I’m squatting with my right knee angled to prop the fridge door open, a human doorstop. One hand holds an opened carton of milk, the cap now clamped under the pinky finger, which reduces my control over the half-gallon container as I raise it. The other hand has a harder task. The fingers wrap around the plastic body of my daughter’s bottle and two of them also pinch the rubber nipple, while the heel and the wrist have to maintain the right degree of pressure on the toddler’s shoulder to keep her from tumbling off my left thigh, which I’m holding flat like a bench for her. Of course, I can’t press too hard, or she’ll fall back off the other side. The fridge door kind of bounces off my knee. I tip the carton and pour the milk when everything is poised just so, like a galaxy that seems immobile while it spins in clean, self-perpetuating arcs. But time pushes us forward, and, of course, some milk slops on the floor when the door bounces off me again, and I have to place the carton on the floor and screw the cap back on with a one-handed twist, then reach behind and above my head to find the paper towels in the dark. All before time runs out and the toddler lunges for the bottle, which would actually tip me and everything depending on me to the ground.

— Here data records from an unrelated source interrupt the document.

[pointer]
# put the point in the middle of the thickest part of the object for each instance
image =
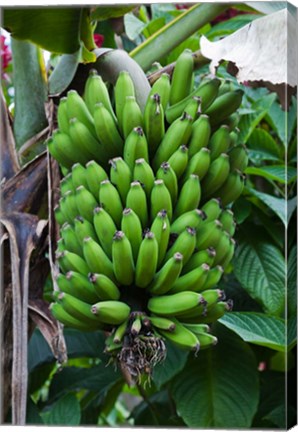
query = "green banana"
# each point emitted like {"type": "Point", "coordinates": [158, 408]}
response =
{"type": "Point", "coordinates": [213, 277]}
{"type": "Point", "coordinates": [71, 261]}
{"type": "Point", "coordinates": [191, 218]}
{"type": "Point", "coordinates": [209, 234]}
{"type": "Point", "coordinates": [197, 259]}
{"type": "Point", "coordinates": [226, 217]}
{"type": "Point", "coordinates": [162, 323]}
{"type": "Point", "coordinates": [201, 131]}
{"type": "Point", "coordinates": [132, 227]}
{"type": "Point", "coordinates": [83, 228]}
{"type": "Point", "coordinates": [70, 239]}
{"type": "Point", "coordinates": [104, 287]}
{"type": "Point", "coordinates": [82, 139]}
{"type": "Point", "coordinates": [154, 124]}
{"type": "Point", "coordinates": [137, 201]}
{"type": "Point", "coordinates": [77, 285]}
{"type": "Point", "coordinates": [176, 135]}
{"type": "Point", "coordinates": [212, 209]}
{"type": "Point", "coordinates": [107, 132]}
{"type": "Point", "coordinates": [232, 188]}
{"type": "Point", "coordinates": [135, 147]}
{"type": "Point", "coordinates": [110, 200]}
{"type": "Point", "coordinates": [161, 229]}
{"type": "Point", "coordinates": [147, 260]}
{"type": "Point", "coordinates": [62, 116]}
{"type": "Point", "coordinates": [162, 87]}
{"type": "Point", "coordinates": [160, 199]}
{"type": "Point", "coordinates": [207, 92]}
{"type": "Point", "coordinates": [123, 262]}
{"type": "Point", "coordinates": [182, 337]}
{"type": "Point", "coordinates": [96, 92]}
{"type": "Point", "coordinates": [78, 309]}
{"type": "Point", "coordinates": [167, 174]}
{"type": "Point", "coordinates": [216, 176]}
{"type": "Point", "coordinates": [189, 197]}
{"type": "Point", "coordinates": [179, 160]}
{"type": "Point", "coordinates": [85, 202]}
{"type": "Point", "coordinates": [105, 229]}
{"type": "Point", "coordinates": [175, 304]}
{"type": "Point", "coordinates": [181, 77]}
{"type": "Point", "coordinates": [144, 174]}
{"type": "Point", "coordinates": [198, 165]}
{"type": "Point", "coordinates": [124, 87]}
{"type": "Point", "coordinates": [111, 311]}
{"type": "Point", "coordinates": [76, 108]}
{"type": "Point", "coordinates": [120, 176]}
{"type": "Point", "coordinates": [219, 142]}
{"type": "Point", "coordinates": [238, 158]}
{"type": "Point", "coordinates": [165, 278]}
{"type": "Point", "coordinates": [95, 174]}
{"type": "Point", "coordinates": [132, 116]}
{"type": "Point", "coordinates": [185, 244]}
{"type": "Point", "coordinates": [79, 176]}
{"type": "Point", "coordinates": [224, 106]}
{"type": "Point", "coordinates": [192, 281]}
{"type": "Point", "coordinates": [96, 258]}
{"type": "Point", "coordinates": [68, 320]}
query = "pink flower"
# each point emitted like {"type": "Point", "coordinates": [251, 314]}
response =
{"type": "Point", "coordinates": [98, 39]}
{"type": "Point", "coordinates": [5, 53]}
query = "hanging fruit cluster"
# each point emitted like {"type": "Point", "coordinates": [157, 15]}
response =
{"type": "Point", "coordinates": [145, 230]}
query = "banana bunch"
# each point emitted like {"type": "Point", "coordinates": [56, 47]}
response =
{"type": "Point", "coordinates": [145, 229]}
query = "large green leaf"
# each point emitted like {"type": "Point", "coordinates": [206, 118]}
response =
{"type": "Point", "coordinates": [97, 378]}
{"type": "Point", "coordinates": [282, 208]}
{"type": "Point", "coordinates": [66, 411]}
{"type": "Point", "coordinates": [219, 388]}
{"type": "Point", "coordinates": [176, 31]}
{"type": "Point", "coordinates": [54, 29]}
{"type": "Point", "coordinates": [279, 173]}
{"type": "Point", "coordinates": [260, 268]}
{"type": "Point", "coordinates": [79, 344]}
{"type": "Point", "coordinates": [249, 122]}
{"type": "Point", "coordinates": [257, 328]}
{"type": "Point", "coordinates": [292, 282]}
{"type": "Point", "coordinates": [174, 363]}
{"type": "Point", "coordinates": [30, 91]}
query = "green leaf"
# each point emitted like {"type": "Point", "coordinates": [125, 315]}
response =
{"type": "Point", "coordinates": [263, 146]}
{"type": "Point", "coordinates": [219, 388]}
{"type": "Point", "coordinates": [133, 26]}
{"type": "Point", "coordinates": [102, 13]}
{"type": "Point", "coordinates": [97, 378]}
{"type": "Point", "coordinates": [279, 206]}
{"type": "Point", "coordinates": [175, 32]}
{"type": "Point", "coordinates": [174, 363]}
{"type": "Point", "coordinates": [79, 344]}
{"type": "Point", "coordinates": [66, 411]}
{"type": "Point", "coordinates": [292, 282]}
{"type": "Point", "coordinates": [279, 173]}
{"type": "Point", "coordinates": [227, 27]}
{"type": "Point", "coordinates": [64, 73]}
{"type": "Point", "coordinates": [260, 268]}
{"type": "Point", "coordinates": [30, 91]}
{"type": "Point", "coordinates": [54, 29]}
{"type": "Point", "coordinates": [257, 328]}
{"type": "Point", "coordinates": [249, 122]}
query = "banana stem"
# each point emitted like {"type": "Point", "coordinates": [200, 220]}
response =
{"type": "Point", "coordinates": [199, 60]}
{"type": "Point", "coordinates": [175, 32]}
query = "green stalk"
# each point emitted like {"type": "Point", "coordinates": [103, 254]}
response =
{"type": "Point", "coordinates": [175, 32]}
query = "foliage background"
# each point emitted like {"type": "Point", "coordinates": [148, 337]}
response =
{"type": "Point", "coordinates": [241, 382]}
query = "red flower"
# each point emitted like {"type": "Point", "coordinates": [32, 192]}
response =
{"type": "Point", "coordinates": [98, 39]}
{"type": "Point", "coordinates": [5, 53]}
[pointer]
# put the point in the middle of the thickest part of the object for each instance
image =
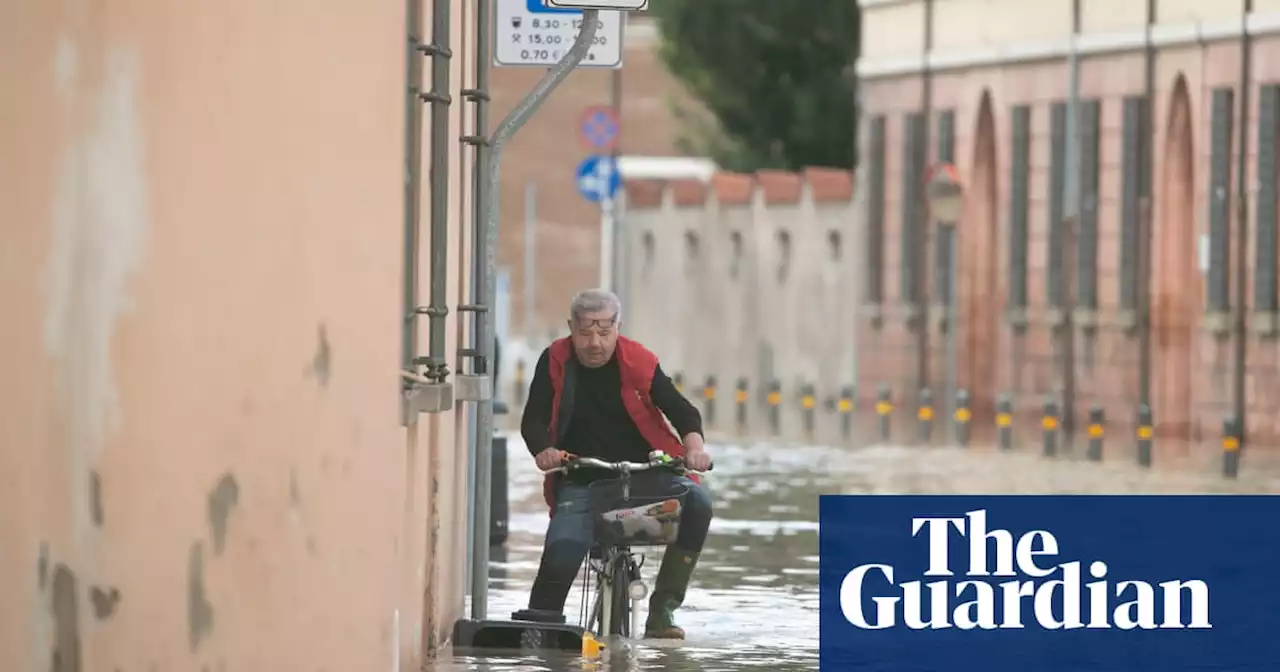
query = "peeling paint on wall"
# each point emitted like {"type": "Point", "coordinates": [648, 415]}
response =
{"type": "Point", "coordinates": [200, 611]}
{"type": "Point", "coordinates": [95, 498]}
{"type": "Point", "coordinates": [104, 600]}
{"type": "Point", "coordinates": [222, 499]}
{"type": "Point", "coordinates": [323, 360]}
{"type": "Point", "coordinates": [64, 608]}
{"type": "Point", "coordinates": [100, 224]}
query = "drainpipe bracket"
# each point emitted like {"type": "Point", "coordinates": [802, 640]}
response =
{"type": "Point", "coordinates": [1217, 324]}
{"type": "Point", "coordinates": [428, 398]}
{"type": "Point", "coordinates": [474, 387]}
{"type": "Point", "coordinates": [1266, 324]}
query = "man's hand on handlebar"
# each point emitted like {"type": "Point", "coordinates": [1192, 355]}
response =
{"type": "Point", "coordinates": [698, 460]}
{"type": "Point", "coordinates": [549, 458]}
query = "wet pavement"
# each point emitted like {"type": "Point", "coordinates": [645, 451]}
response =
{"type": "Point", "coordinates": [754, 600]}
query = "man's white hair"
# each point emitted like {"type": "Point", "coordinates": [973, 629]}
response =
{"type": "Point", "coordinates": [594, 301]}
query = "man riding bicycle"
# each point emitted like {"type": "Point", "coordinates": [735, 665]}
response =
{"type": "Point", "coordinates": [600, 394]}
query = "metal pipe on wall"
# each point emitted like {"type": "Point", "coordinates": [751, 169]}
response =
{"type": "Point", "coordinates": [1073, 199]}
{"type": "Point", "coordinates": [1242, 228]}
{"type": "Point", "coordinates": [412, 186]}
{"type": "Point", "coordinates": [437, 311]}
{"type": "Point", "coordinates": [1146, 220]}
{"type": "Point", "coordinates": [924, 223]}
{"type": "Point", "coordinates": [479, 458]}
{"type": "Point", "coordinates": [524, 110]}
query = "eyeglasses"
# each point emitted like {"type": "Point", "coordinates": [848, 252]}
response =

Left to my own devices over a million years of varying experience, I would probably not end up this crouching, one-man Rube Goldberg contraption. Only because the toddler woke up in the middle of the night and wanted milk and would cry if set down on her own, which would result in a longer delay before the resumption of sleep. So, here I am.
And this is what I call love. Perhaps that word has more exalted associations in your mind—roses, balconies, galas, gorgeous beaches. But since becoming a parent, I think of love as the force that rips my self-burrowing mind out of its routines. It’s a good thing, I think.
The question I’m left with is why love has to be so hard on my lower back.